The expression I got is - $KE_{tot} =\displaystyle\int_{_{A\sin(wt-kx)} }\mu Aw\cos(wt-kx)\mathrm{ds}$
which simplifies to - $\displaystyle\int{\mu Aw\cos(wt-kx)\sqrt{1+(Ak\cos(wt-kx))^2}}\mathrm{dx}$
I' stuck here with this integral : $\displaystyle\int{\cos x\sqrt{1+a^2\cos^2x}}\mathrm{dx}$ a being a constant. Please help.

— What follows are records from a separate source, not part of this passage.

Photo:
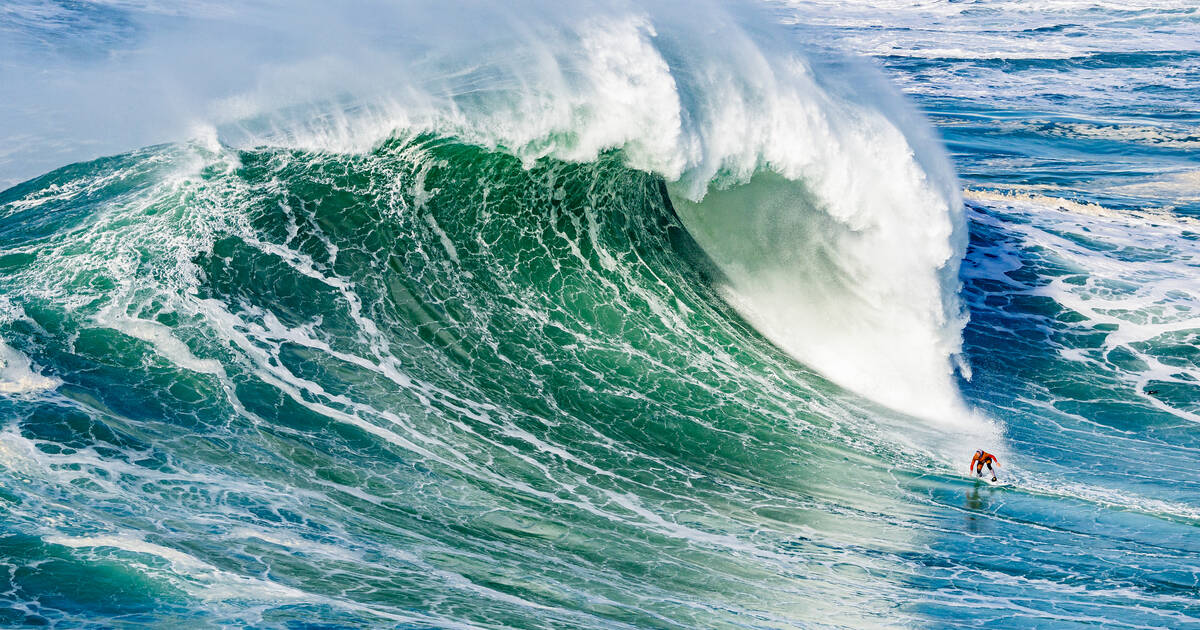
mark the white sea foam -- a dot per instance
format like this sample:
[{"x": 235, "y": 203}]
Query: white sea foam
[{"x": 17, "y": 373}]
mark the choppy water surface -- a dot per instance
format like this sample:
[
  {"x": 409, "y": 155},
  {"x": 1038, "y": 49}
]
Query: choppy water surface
[{"x": 585, "y": 318}]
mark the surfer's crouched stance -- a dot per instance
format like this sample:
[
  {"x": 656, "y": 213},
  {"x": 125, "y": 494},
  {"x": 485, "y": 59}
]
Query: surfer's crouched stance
[{"x": 982, "y": 459}]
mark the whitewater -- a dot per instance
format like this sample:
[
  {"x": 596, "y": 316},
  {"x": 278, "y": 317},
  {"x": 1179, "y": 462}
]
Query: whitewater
[{"x": 612, "y": 315}]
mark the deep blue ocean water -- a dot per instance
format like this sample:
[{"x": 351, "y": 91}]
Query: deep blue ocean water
[{"x": 603, "y": 316}]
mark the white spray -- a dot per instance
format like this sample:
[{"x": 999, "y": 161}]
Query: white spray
[{"x": 814, "y": 187}]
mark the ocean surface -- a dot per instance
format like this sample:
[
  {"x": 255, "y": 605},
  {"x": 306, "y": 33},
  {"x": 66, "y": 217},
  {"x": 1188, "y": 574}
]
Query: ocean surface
[{"x": 681, "y": 315}]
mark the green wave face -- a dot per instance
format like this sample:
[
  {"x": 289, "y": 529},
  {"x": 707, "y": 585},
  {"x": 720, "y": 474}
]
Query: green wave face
[{"x": 423, "y": 385}]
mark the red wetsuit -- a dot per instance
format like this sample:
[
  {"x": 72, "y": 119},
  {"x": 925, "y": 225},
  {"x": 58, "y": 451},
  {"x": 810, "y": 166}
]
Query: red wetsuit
[{"x": 979, "y": 460}]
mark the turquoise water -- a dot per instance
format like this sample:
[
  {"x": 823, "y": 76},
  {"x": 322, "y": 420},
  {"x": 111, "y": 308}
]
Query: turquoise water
[{"x": 585, "y": 319}]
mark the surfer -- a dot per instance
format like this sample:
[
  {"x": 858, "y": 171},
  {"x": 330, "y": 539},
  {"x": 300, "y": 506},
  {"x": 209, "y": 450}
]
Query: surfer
[{"x": 982, "y": 459}]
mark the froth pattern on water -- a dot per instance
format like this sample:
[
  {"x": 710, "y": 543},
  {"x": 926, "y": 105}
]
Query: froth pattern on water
[
  {"x": 864, "y": 177},
  {"x": 274, "y": 360}
]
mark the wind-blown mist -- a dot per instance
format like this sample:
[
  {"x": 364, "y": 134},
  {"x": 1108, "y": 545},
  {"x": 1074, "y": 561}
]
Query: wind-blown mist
[
  {"x": 849, "y": 262},
  {"x": 592, "y": 315}
]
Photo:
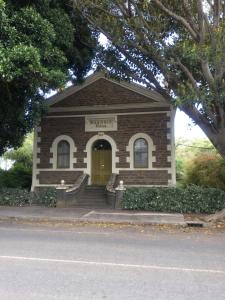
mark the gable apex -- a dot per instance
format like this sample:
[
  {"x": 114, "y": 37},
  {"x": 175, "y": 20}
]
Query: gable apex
[{"x": 133, "y": 87}]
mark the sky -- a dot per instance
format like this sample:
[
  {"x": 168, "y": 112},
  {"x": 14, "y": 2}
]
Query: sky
[{"x": 185, "y": 128}]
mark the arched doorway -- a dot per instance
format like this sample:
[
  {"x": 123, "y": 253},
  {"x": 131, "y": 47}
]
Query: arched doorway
[{"x": 101, "y": 162}]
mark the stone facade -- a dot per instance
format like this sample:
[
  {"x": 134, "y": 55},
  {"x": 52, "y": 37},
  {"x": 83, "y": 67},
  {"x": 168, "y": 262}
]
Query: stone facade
[{"x": 139, "y": 114}]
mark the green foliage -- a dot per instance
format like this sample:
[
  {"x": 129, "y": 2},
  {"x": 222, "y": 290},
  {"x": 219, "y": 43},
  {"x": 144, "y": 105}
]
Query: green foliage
[
  {"x": 20, "y": 174},
  {"x": 207, "y": 171},
  {"x": 22, "y": 197},
  {"x": 24, "y": 154},
  {"x": 46, "y": 197},
  {"x": 192, "y": 199},
  {"x": 188, "y": 150},
  {"x": 15, "y": 197},
  {"x": 179, "y": 41},
  {"x": 17, "y": 177},
  {"x": 38, "y": 42}
]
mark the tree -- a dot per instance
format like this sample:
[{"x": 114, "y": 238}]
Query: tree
[
  {"x": 24, "y": 154},
  {"x": 43, "y": 44},
  {"x": 173, "y": 47},
  {"x": 20, "y": 173}
]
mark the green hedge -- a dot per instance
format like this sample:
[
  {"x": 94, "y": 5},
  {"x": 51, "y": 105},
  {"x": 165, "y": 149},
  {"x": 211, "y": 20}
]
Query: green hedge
[
  {"x": 22, "y": 197},
  {"x": 15, "y": 197},
  {"x": 192, "y": 199},
  {"x": 46, "y": 197}
]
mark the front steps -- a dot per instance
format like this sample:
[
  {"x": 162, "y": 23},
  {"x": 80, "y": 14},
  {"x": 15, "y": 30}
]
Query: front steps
[{"x": 91, "y": 197}]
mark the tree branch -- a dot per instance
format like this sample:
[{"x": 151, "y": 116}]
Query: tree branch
[{"x": 178, "y": 18}]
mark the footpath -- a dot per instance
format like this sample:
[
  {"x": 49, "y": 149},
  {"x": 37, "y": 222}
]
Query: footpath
[{"x": 38, "y": 214}]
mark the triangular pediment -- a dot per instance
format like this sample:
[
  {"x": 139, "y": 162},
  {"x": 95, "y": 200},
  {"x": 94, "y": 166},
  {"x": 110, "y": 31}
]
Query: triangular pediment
[{"x": 98, "y": 90}]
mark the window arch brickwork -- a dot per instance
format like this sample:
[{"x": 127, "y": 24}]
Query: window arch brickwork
[
  {"x": 130, "y": 149},
  {"x": 54, "y": 151}
]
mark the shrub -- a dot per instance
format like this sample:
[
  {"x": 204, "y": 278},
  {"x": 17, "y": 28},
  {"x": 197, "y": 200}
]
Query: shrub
[
  {"x": 15, "y": 197},
  {"x": 17, "y": 177},
  {"x": 192, "y": 199},
  {"x": 46, "y": 197},
  {"x": 22, "y": 197},
  {"x": 206, "y": 170}
]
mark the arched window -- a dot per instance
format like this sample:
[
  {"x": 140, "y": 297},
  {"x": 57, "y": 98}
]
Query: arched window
[
  {"x": 63, "y": 154},
  {"x": 140, "y": 153}
]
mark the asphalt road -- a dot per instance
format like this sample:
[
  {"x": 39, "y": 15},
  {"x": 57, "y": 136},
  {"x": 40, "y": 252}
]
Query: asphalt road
[{"x": 110, "y": 263}]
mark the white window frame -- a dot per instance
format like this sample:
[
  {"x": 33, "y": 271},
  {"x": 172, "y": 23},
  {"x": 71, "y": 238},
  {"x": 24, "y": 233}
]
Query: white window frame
[{"x": 130, "y": 149}]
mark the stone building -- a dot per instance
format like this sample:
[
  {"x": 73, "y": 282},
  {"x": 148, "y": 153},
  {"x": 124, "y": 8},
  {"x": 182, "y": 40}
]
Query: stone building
[{"x": 105, "y": 127}]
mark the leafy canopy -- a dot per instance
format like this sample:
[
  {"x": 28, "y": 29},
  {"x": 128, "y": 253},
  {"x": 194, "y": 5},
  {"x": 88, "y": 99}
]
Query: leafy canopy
[
  {"x": 43, "y": 44},
  {"x": 173, "y": 47}
]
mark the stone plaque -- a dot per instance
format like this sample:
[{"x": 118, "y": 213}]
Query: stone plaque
[{"x": 101, "y": 123}]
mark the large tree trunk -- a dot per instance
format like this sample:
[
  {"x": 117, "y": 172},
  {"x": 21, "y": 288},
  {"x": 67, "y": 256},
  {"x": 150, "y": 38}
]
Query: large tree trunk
[{"x": 216, "y": 134}]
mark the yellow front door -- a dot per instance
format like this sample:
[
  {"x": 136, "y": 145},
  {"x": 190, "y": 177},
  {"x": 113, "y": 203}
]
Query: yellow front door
[{"x": 101, "y": 166}]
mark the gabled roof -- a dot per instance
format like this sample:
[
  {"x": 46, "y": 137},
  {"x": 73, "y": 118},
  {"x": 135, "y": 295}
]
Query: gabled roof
[{"x": 154, "y": 96}]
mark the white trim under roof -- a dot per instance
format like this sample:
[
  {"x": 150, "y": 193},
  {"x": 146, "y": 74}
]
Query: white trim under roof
[{"x": 96, "y": 76}]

If $a=0$, this problem is easily solved. Assuming $a\neq 0$, we can make the substitution $\cos^2(x)=1-\sin^2(x)$, so the integral becomes: $$ \int \cos(x)\sqrt{-a^2\sin^2(x)+a^2+1}dx$$ Let $u=\sin(x)\implies \frac{du}{dx}=\cos(x)\implies dx = \frac{du}{cos(x)}$, we arrive at $$ \int\sqrt{-a^2u^2+a^2+1}du$$ Now, we recognize we can use a trig substitution: $u=\frac{\sqrt{a^2+1}\sin(v)}{a}\implies du = \frac{\sqrt{a^2+1}\cos(v)dv}{a}$, and we also have that $v =\arcsin(\frac{au}{\sqrt{a^2+1}})$ so our integral becomes: $$ \int \frac{\sqrt{a^2+1}\cos(v)\sqrt{-(a^2+1)\sin^2(v)+a^2+1}}{a}dv$$ Simplifying using $-(a^2+1)\sin^2(v)+a^2+1= (a^2+1)\cos^2(v)$, we arrive at: $$\frac{a^2+1}{a}\int \cos^2(v)dv = \frac{a^2+1}{a}\left(\frac{\cos(v)\sin(v)}{2}+\frac{v}{2}\right) $$ Substituting back in $v =\arcsin(\frac{au}{\sqrt{a^2+1}})$, and using the fact that $\sin(\arcsin(\frac{au}{\sqrt{a^2+1}}))=\frac{au}{\sqrt{a^2+1}}$, $\cos(\arcsin(\frac{au}{\sqrt{a^2+1}}))=\sqrt{1-\frac{a^2u^2}{a^2+1}}$ and $u = \sin(x)$, we arrive at the final answer: $$ \int \cos(x)\sqrt{a^2\cos^2(x)+1}dx = \frac{(a^2+1)\arcsin(\frac{a\sin(x)}{\sqrt{a^2+1}})}{2a}+\frac{\sqrt{a^2+1}\sin(x)\sqrt{1-\frac{a^2\sin^2(x)}{a^2+1}}}{2}+ C, \quad C\in \mathbb{R}$$